= Angomlon Laihui =

The Angomlon Laihui (ꯑꯉꯣꯝꯂꯣꯟ ꯂꯥꯏꯍꯨꯏ) is a classical Meitei language historical chronicle of the kings of the Angom clan. It follows the style of two earlier Meitei royal chronicles: the Ningthourol Lambuba and the Moirang Ningthourol Lambuba. The Angomlon Laihui records the lives and achievements of the Angom kings. At the end of each king's story, the name of his mother is also mentioned.

== Language and style ==

Although the stories may have come from oral tradition, the use of non native words shows that the book was written during the Middle Period. The writing style is grand and complex, similar to the other two chronicles. It uses long and decorative sentences.

=== Description of an early king ===

One of the early Angom kings is described in a poetic way:

"Your grandfather who settled in Ongdei came down from the tall mountains of the moon.

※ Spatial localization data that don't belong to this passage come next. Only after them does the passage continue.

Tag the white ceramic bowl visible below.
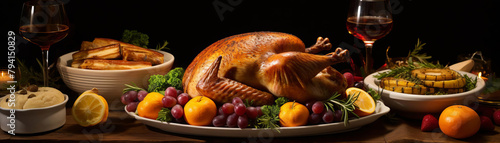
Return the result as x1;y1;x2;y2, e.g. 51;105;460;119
0;94;68;134
364;70;485;115
57;51;174;110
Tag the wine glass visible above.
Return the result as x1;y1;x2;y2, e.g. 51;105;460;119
19;0;69;87
346;0;393;74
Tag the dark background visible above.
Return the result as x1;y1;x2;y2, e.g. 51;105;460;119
2;0;498;75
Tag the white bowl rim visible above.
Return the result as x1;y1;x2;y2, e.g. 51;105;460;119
0;94;68;111
57;50;175;73
365;69;486;100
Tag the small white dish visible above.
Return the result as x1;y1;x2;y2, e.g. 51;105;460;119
0;94;68;134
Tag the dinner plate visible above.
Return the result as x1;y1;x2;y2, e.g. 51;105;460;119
126;101;390;137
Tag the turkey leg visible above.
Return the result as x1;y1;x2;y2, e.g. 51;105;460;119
306;37;332;54
196;56;275;105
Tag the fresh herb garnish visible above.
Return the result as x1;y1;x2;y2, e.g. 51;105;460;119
157;108;173;122
254;97;289;132
323;92;360;126
463;74;477;91
408;39;431;63
121;29;149;48
122;83;146;94
155;40;170;51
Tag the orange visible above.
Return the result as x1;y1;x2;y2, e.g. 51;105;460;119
346;87;375;117
72;88;109;127
184;96;217;126
137;92;164;119
279;101;309;127
439;105;480;139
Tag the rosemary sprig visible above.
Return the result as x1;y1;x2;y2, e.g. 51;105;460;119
408;39;431;63
155;40;170;51
323;92;360;126
123;83;146;94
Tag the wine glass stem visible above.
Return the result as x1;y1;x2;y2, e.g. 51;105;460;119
365;43;373;75
41;47;49;87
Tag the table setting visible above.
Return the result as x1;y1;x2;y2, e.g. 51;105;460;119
1;0;499;142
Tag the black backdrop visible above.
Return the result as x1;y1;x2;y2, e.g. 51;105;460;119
2;0;498;75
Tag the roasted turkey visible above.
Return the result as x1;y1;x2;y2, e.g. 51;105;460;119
183;32;348;105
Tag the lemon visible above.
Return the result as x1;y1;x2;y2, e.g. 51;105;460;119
72;88;109;127
346;87;376;117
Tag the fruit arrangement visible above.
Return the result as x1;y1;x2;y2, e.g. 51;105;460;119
420;104;500;139
122;71;379;131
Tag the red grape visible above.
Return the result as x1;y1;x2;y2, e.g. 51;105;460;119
232;97;243;105
343;72;355;87
165;87;178;98
222;103;235;115
237;115;249;129
256;106;263;116
246;107;258;119
176;90;182;95
226;113;238;128
137;90;148;101
308;113;322;124
323;110;334;123
121;94;130;105
218;107;225;115
126;102;139;112
234;103;246;116
177;93;190;106
121;91;137;105
312;101;325;114
354;81;365;90
212;115;226;127
305;101;315;112
162;96;177;108
333;110;342;122
171;104;184;119
127;91;138;101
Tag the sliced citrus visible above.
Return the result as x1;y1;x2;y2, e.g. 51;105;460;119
72;88;109;127
346;87;375;117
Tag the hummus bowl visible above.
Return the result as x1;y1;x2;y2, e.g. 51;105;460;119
0;94;68;134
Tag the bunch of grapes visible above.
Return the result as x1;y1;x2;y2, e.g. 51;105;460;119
121;90;148;112
212;97;263;129
305;101;342;124
162;87;191;122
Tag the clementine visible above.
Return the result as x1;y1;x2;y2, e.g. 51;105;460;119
279;101;309;127
439;105;480;139
137;92;164;119
184;96;217;126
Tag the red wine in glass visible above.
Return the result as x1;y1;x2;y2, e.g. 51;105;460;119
19;24;69;50
346;16;393;44
19;0;69;87
346;0;392;74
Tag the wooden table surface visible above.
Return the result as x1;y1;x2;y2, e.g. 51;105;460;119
1;108;499;143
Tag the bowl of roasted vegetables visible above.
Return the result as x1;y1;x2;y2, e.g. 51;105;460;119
364;64;485;114
57;38;174;110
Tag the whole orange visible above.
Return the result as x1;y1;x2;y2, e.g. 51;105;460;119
184;96;217;126
137;92;164;119
279;101;309;127
439;105;480;139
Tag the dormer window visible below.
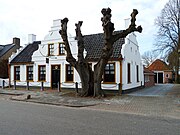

He traveled under a white canopy, carrying a bow, arrows, and a sword, followed by torch-bearers. In daylight, he came down the golden ladder, stepped on a marble platform, and became the ruler of Kanglei. He was later called the 'Conqueror of Tekhao' and known as 'Taret Senbung Lokpa', meaning 'one who collects gongs made of bell-metal'."

== Historical importance ==

The Angomlon Laihui suggests that an Angom king ruled before Nongda Lairen Pakhangba, the first king of the Ningthouja clan. This may explain why the coronation of an Angom king always happened before the coronation of a Meitei king. It may also explain why the Angom king was later given the central seat in the Meitei king's court.

== Cultural details ==

The book also gives information about how traditional houses were built. It mentions the custom of observing 'Married Woman's Day' during the month of Hiyanggei (October–November). This celebration is still practiced today and is called Ningol Chakouba (or, Ningon Chakkouba).